If you have a kid heading to college you need to know about all of those other expenses.

For example, your daughter just got into your alma mater, Stanford University. And you are so proud. But how much is it going to cost to fly that kid home three or four times a year? What if she chooses your husband’s alma mater, UMASS Amherst and she wants a car to make it easier on you so you don’t have to drive out to pick her up?

And the dorm room; it’s going to need help to make it feel like home. First it will need the new computer and printer the school requires. It will need some additional furniture, maybe a rug, perhaps a refrigerator, and of course, they’ll need music, lamps, maybe a TV. Also new linens that fit the extra-long mattresses.

Got yourself a jock? Or a wannabe jock? You may be looking at buying skates, padding, lacrosse sticks or soccer cleats if they make the team. Or even if they just play intramural sports.

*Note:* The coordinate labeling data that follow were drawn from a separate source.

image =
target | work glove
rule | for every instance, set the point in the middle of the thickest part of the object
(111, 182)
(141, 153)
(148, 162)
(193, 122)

And there’s more! Who pays for the concerts that appear regularly on campus, the spring break trips and the nightly pizza run? And the laundry. Do they do their own or do they send it out?

The telephone bill can be a biggie. Your kiddo has a cell phone and if he is homesick, he will want to text all of his friends and you. About 10% of students away from home for the first time suffer from severe homesickness. Be sure your kiddo has a plan with unlimited minutes and texting. Consider using Skype so you can see your student as well as talk to them.

Sit your student down and have a money talk with them before they head off to college. Discuss who is going to be responsible for each expense. Have them earmark their summer earnings to pay for some of these extra costs.

This is the time to have the credit card talk also. In order for a student to get a credit card, they will need to have an adult co-sign for the card. This is where you tell them there is no credit card fairy to bail them out if they blow it.

They need to know there’s something called a limit on the card and you want them to understand that using the card is a form of borrowing money and they must pay it back. And if they are late in paying there are fees such as late charges and they will pay interest on the loan to the credit card company as well.